Edmundo Paz Soldán
Para llegar a San Ignacio desde San Javier, uno debe sufrir cinco horas de un camino de tierra y lleno de baches. Llegué por la noche, mareado; en la plaza me esperaba Jesús, el guía, que me llevó a comer y luego al hotel Casco Viejo.
Me sorprendió que San Ignacio fuera tan grande (bueno, relativamente hablando: 25.000 habitantes). Había mototaxis, una tienda de lencería, algunos karaokes. Partimos con Jesús por la tarde, a conocer la misión de San Miguel, a casi 40 kilómetros. Por el camino, Jesús me entretuvo cantando. Una de las canciones parecía un valcesito peruano y tenía en su letra frases memorables como: "amarte a ti fue como tocar los dinteles de la gloria". Recordé la prosa de algunos escritores latinoamericanos de la primera mitad del siglo XX (cuando los personajes de Mallea entraban a una habitación, no encendían la luz; hacían que se hiciera "la lumbre en las tinieblas").

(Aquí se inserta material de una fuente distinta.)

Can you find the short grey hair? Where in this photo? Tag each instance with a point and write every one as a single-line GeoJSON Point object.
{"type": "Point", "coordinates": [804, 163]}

Jesús, que tenía 55 años, me contó que había vivido muchos años en Santa Cruz, pero que había fracasado y decidido volver a su pueblo. Era raro, escuchar a alguien hablando tan sin barnices de sus fracasos. Luego cantó: "San Ignacio, pueblo mayor, no te cambio ni por Nueva York".
En la puerta de la iglesia de San Miguel, Jesús se puso a cantar en latín y me dijo que de niño había sido monaguillo. Luego me contó que los habitantes de San Miguel tenían la particularidad de hablar un español muy alambicado; no decían "aquí hay gato encerrado", sino "aquí hay felino cautivo", y a los gallos de pelea los llamaban "plumíferos gladiadores".
Al final, pude apreciar la iglesia de San Miguel, convencerme de que los jesuitas evangelizadores estaban en lo cierto cuando escribían, admirados, de la capacidad de los indígenas de la zona para el tallado de madera. Pero lo cierto es que, por la noche, la iglesia se me fue difuminando, devorada por la presencia de ese gran personaje que era mi guía.
Por lo noche, al volver a San Ignacio, pude ver, en el mercado, que la licorería Bin Laden se hallaba al lado del bazar La explosión (o mejor: La exploción). Sonrientes, afables, los habitantes de San Ignacio tenían un sentido del humor muy negro.